Claude-skill-registry agent-ops-api-review

Platform/Language agnostic API delivery and correctness auditor. Use when project contains API endpoints to verify contract alignment, endpoint behavior, and test coverage.

install

source · Clone the upstream repo

git clone https://github.com/majiayu000/claude-skill-registry

Claude Code · Install into ~/.claude/skills/

T=$(mktemp -d) && git clone --depth=1 https://github.com/majiayu000/claude-skill-registry "$T" && mkdir -p ~/.claude/skills && cp -r "$T/skills/data/agent-ops-api-review" ~/.claude/skills/majiayu000-claude-skill-registry-agent-ops-api-review && rm -rf "$T"

manifest: skills/data/agent-ops-api-review/SKILL.md

Skill: agent-ops-api-review

Platform/Language agnostic API delivery and correctness auditor

Purpose

Perform a critical, thorough, evidence-based audit of an API implementation and its endpoints. Verify that the API:

Produces the expected outcomes
Behaves correctly across success and failure paths
Matches its OpenAPI/Swagger contract
Has adequate tests to prove required behavior

No credit without evidence. Spec is not proof. Tests are not proof unless they assert required outcomes.

Triggers

Project contains API endpoints (REST, GraphQL, gRPC)
OpenAPI/Swagger spec exists
User requests API review
```
agent-ops-critical-review
```
detects API patterns

Inputs

You will be given some or all of:

Repository / codebase / diff
OpenAPI/Swagger spec (file or generated)
Unit test suite
Optional: CI logs, runtime logs, sample requests/responses

If the OpenAPI spec is not available, identify where it should exist and treat missing spec as a finding.

Non-Negotiable Rules

No credit without evidence
Spec is not proof — implementation must match it
Tests are not proof unless they assert required outcomes and would fail on regression
Every claim must cite concrete locations (files/endpoints/tests/spec paths)

Mandatory Audit Outputs

1. Endpoint Inventory

List all endpoints, grouped by resource/domain:

Method + route + auth requirement
Request/response shape references (OpenAPI path refs if available)

2. Contract Alignment Matrix

For each endpoint:

Endpoint	Spec Ref	Impl Ref	Tests Ref	Status
GET /users	paths./users.get	user_router.py:45	test_users.py:12	aligned
POST /users	paths./users.post	user_router.py:78	—	untested

Status values:

aligned | partially_aligned | misaligned | unverifiable

3. Findings

Each finding must include:

Severity:

must_fix | strongly_recommended | discuss

Category: Which audit axis (A1-A10)
Endpoint(s) affected
File references
Evidence
Actionable recommendation

4. Test Gap Assessment

What is proven by unit tests
What cannot be proven without integration tests
Minimum required integration tests to establish confidence

5. Verdict

PASS: No
```
must_fix
```
and no
```
misaligned
```
endpoints
FAIL: Any
```
must_fix
```
or
```
misaligned
```
endpoint

Mandatory Audit Axes

Explicitly evaluate each axis. If not applicable, say why.

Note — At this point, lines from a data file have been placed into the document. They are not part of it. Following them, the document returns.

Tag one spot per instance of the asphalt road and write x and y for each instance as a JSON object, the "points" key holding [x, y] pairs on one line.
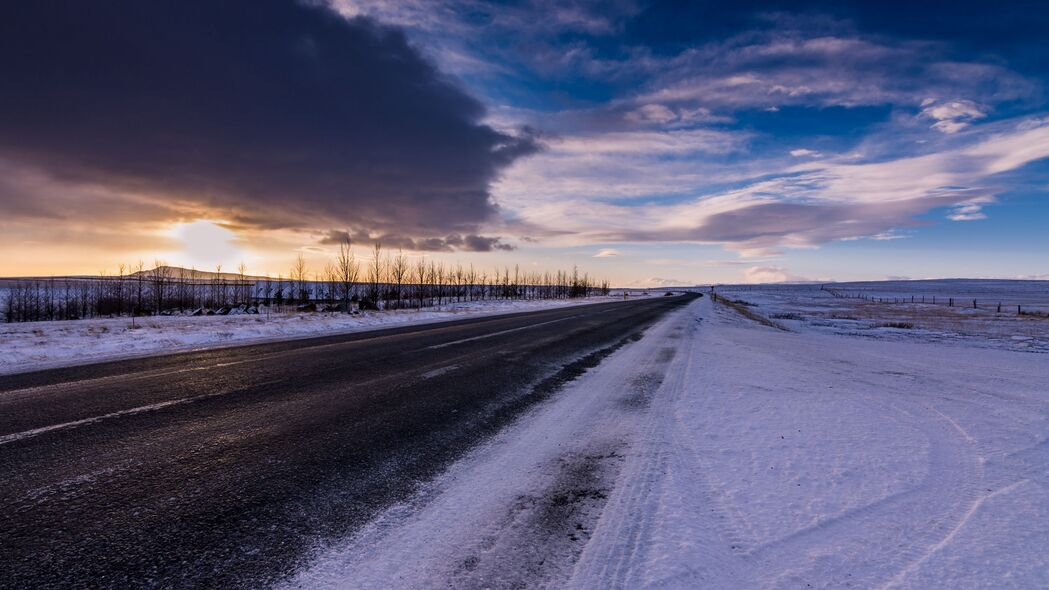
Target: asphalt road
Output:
{"points": [[223, 468]]}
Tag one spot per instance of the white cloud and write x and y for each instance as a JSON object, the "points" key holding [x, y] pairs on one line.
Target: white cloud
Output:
{"points": [[770, 274], [970, 210], [953, 116], [784, 206]]}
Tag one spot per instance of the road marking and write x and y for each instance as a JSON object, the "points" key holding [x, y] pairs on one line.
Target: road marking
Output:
{"points": [[14, 437], [440, 371], [500, 333]]}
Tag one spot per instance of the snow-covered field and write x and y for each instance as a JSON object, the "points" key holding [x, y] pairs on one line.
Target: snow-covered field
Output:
{"points": [[720, 452], [42, 344], [887, 311]]}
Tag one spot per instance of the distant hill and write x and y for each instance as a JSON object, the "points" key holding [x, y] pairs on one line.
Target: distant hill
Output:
{"points": [[192, 274]]}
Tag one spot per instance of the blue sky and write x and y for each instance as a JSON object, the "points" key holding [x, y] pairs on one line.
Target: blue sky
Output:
{"points": [[853, 140], [651, 142]]}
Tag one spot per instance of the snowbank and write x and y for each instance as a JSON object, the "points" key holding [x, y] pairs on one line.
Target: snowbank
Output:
{"points": [[718, 452], [42, 344]]}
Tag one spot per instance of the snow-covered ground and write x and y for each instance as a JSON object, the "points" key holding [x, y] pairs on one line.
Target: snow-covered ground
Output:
{"points": [[43, 344], [719, 452], [912, 310]]}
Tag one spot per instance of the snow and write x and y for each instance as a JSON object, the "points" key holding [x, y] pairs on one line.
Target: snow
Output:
{"points": [[814, 308], [720, 452], [44, 344]]}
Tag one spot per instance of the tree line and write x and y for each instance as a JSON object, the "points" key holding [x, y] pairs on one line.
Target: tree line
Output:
{"points": [[385, 280]]}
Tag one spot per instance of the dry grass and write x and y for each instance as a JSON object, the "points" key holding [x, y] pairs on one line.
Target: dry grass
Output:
{"points": [[742, 308]]}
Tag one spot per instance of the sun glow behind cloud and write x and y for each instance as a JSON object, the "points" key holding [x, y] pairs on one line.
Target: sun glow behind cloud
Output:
{"points": [[206, 245]]}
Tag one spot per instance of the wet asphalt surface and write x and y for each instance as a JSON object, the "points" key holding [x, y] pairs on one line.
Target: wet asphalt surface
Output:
{"points": [[223, 468]]}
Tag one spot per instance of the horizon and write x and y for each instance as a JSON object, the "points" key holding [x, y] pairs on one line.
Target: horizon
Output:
{"points": [[647, 144]]}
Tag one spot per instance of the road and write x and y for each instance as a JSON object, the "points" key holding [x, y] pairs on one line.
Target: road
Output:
{"points": [[225, 467]]}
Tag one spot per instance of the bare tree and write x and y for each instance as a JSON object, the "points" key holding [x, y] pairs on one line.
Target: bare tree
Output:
{"points": [[399, 272], [299, 279], [347, 269], [376, 273]]}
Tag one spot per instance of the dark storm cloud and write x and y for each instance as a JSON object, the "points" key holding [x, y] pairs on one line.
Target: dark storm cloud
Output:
{"points": [[275, 112]]}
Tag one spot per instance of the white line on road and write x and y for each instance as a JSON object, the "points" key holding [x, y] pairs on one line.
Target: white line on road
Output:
{"points": [[453, 342]]}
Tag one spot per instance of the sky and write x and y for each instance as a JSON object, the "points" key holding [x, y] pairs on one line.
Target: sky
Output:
{"points": [[647, 143]]}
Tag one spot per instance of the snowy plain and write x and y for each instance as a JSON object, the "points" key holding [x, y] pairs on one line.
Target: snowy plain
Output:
{"points": [[721, 452], [45, 344]]}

A1: OpenAPI Contract Correctness & Drift

Does the OpenAPI spec reflect actual API behavior?
Are operationIds stable and meaningful?
Are schemas precise (required fields, formats, nullability)?
Are error responses specified and accurate?
Are examples present and representative?

Flag: spec drift, underspecified schemas, missing error models

A2: Endpoint Behavior & Outcome Verification

For each endpoint:

Does it produce the expected domain outcome, not just a response?
Are side effects correct (create/update/delete/idempotency)?
Are status codes correct and consistent?
Are edge cases handled (empty, invalid, not found, conflict)?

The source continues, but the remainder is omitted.